Но когда-то, когда-то… в этом кабриолете ездил сам царь! Да, да, Меджид — бывший княжеский конюх — помнит то время. Первый раз, когда ждали царя — князь выписал кабриолет из-за моря, из Англии, специально для прогулок «хозяина русской земли». Из ломаной речи Меджида я понял, что только два раза пришлось Николаю Кровавому ездить в кабриолете, купленном для него старым князем. Больше никому, никому не позволял владелец Нового Света пользоваться кабриолетом. Он не ездил в нем даже сам. Мы с Меджидом первые — кто, по воле случая, оказались пассажирами драгоценного экипажа…
Далеко позади остались живописный залив и развалины замка, окруженные вышками тополей и сплошной стеной кипарисов. Обнаженные, рыжие скалы торчали по одну сторону шоссе, нависали над нами, как бы угрожая свалиться на кабриолет и его седоков.
Шоссе проходило по краю ущелья, у подножья которого распласталось недвижное и бесцветное море. Черные пятна выскакивавших из воды дельфинов нарушали однообразие и гладь залива, и на тонкой линии горизонта вился дымок парохода… Лошадь шла медленно и понуро, изнемогая от жажды.
— Вода нет, — жаловался Меджид. — Князь был — колодец делал. Теперь пропал колодец… Никто нет в Новый Свет… Где вода взять?
Десять километров в томительную жару среди местности, где не достать капли воды, кажутся двадцатью, тридцатью, даже сотней километров… Мы проезжали по краю ущелья, на дне которого словно застывший каменный поток спускался к самому морю…

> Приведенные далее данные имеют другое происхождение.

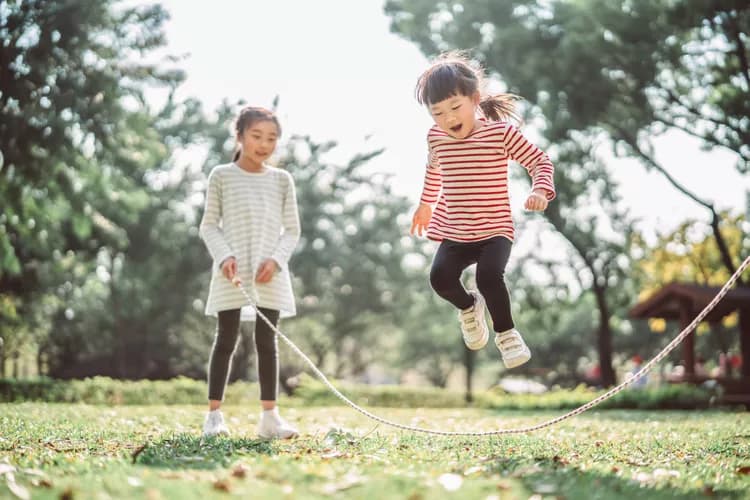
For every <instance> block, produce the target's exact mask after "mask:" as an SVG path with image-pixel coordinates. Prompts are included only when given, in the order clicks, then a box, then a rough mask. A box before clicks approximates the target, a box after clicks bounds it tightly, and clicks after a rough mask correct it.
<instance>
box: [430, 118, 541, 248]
mask: <svg viewBox="0 0 750 500" xmlns="http://www.w3.org/2000/svg"><path fill="white" fill-rule="evenodd" d="M481 121H482V123H483V125H482V126H481V127H479V128H477V129H476V130H474V131H473V132H472V133H471V134H469V136H468V137H466V138H464V139H455V138H453V137H451V136H449V135H448V134H447V133H445V132H443V131H442V130H441V129H440V128H438V126H437V125H435V126H433V127H432V128H431V129H430V131H429V133H428V134H427V142H428V145H429V151H430V156H429V162H428V165H427V173H426V175H425V181H424V188H423V189H422V197H421V202H422V203H428V204H434V203H435V202H437V206H436V207H435V209H434V211H433V213H432V219H431V220H430V224H429V226H428V227H427V237H428V238H429V239H431V240H435V241H442V240H443V239H449V240H453V241H462V242H469V241H481V240H485V239H488V238H493V237H495V236H505V237H506V238H508V239H509V240H511V241H513V235H514V229H513V218H512V216H511V213H510V196H509V194H508V160H515V161H517V162H518V163H520V164H521V165H523V166H524V167H525V168H526V170H527V171H528V172H529V175H530V176H531V178H532V183H531V188H532V190H533V189H537V188H542V189H546V190H547V199H549V200H552V199H553V198H554V197H555V186H554V182H553V179H552V174H553V172H554V167H553V166H552V162H551V161H550V159H549V157H548V156H547V154H546V153H544V151H542V150H541V149H539V148H538V147H536V146H535V145H533V144H531V143H530V142H529V141H528V140H527V139H526V138H525V137H524V136H523V134H522V133H521V132H520V131H519V130H518V128H516V127H515V126H513V125H512V124H510V123H508V122H490V121H485V120H481Z"/></svg>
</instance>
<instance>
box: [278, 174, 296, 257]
mask: <svg viewBox="0 0 750 500" xmlns="http://www.w3.org/2000/svg"><path fill="white" fill-rule="evenodd" d="M287 179H288V184H287V188H286V194H285V195H284V205H283V207H282V214H281V224H282V225H283V227H284V232H283V233H282V234H281V237H280V238H279V242H278V243H277V245H276V249H275V250H274V252H273V255H271V258H272V259H273V260H275V261H276V264H277V266H278V267H279V269H280V268H281V267H282V266H284V265H286V263H287V262H289V259H290V258H291V256H292V252H294V247H296V246H297V242H298V241H299V236H300V225H299V210H298V208H297V193H296V190H295V188H294V179H293V178H292V176H291V175H289V174H287Z"/></svg>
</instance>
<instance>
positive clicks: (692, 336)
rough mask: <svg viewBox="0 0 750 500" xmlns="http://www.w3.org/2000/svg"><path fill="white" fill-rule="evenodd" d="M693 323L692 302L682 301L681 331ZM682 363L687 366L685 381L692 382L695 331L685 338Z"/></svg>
mask: <svg viewBox="0 0 750 500" xmlns="http://www.w3.org/2000/svg"><path fill="white" fill-rule="evenodd" d="M691 321H693V306H692V302H691V301H690V300H687V299H682V300H680V331H682V330H683V329H685V327H687V326H688V325H689V324H690V322H691ZM682 361H683V363H684V364H685V379H686V380H692V379H693V378H694V377H695V330H693V331H692V332H690V333H689V334H688V336H687V337H685V343H684V344H683V347H682Z"/></svg>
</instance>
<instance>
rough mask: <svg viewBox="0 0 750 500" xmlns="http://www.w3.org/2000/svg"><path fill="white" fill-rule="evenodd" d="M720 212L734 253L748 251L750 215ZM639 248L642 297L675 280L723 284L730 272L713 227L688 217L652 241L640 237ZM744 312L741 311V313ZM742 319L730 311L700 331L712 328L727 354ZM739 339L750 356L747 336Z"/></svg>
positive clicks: (742, 344) (712, 333)
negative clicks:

— Шайтан-дере! — сказал Меджид, оборачиваясь ко мне и указывая пальцем на дно ущелья.
«Чортова пропасть», — перевел я мысленно сказанное Меджидом.
Огромный камень, узкий, вытянутый кверху, напоминавший форму человеческого пальца, торчал на краю дороги, над самым ущельем. В Крыму много подобной формы камней и повсюду их почему-то именуют «пальцами чорта».
Тому, что случилось в следующее мгновение, не предшествовало ничто, могущее хоть как-нибудь подготовить к необыкновенному случаю. Глаза тщетно искали на небе следы облачности. Унылая неподвижность моря скорее раздражала, чем радовала взор. Знойную тишину нарушало только жужанье пчел, возившихся в чашечках цветов шиповника по краю шоссе.
Человеческому вниманию мудрено зафиксировать ничтожную долю секунды. Однако, события, которые произошли у места, где Меджид указал мне на Шайтан-дере, развертывались в неизмеримые доли мгновенья.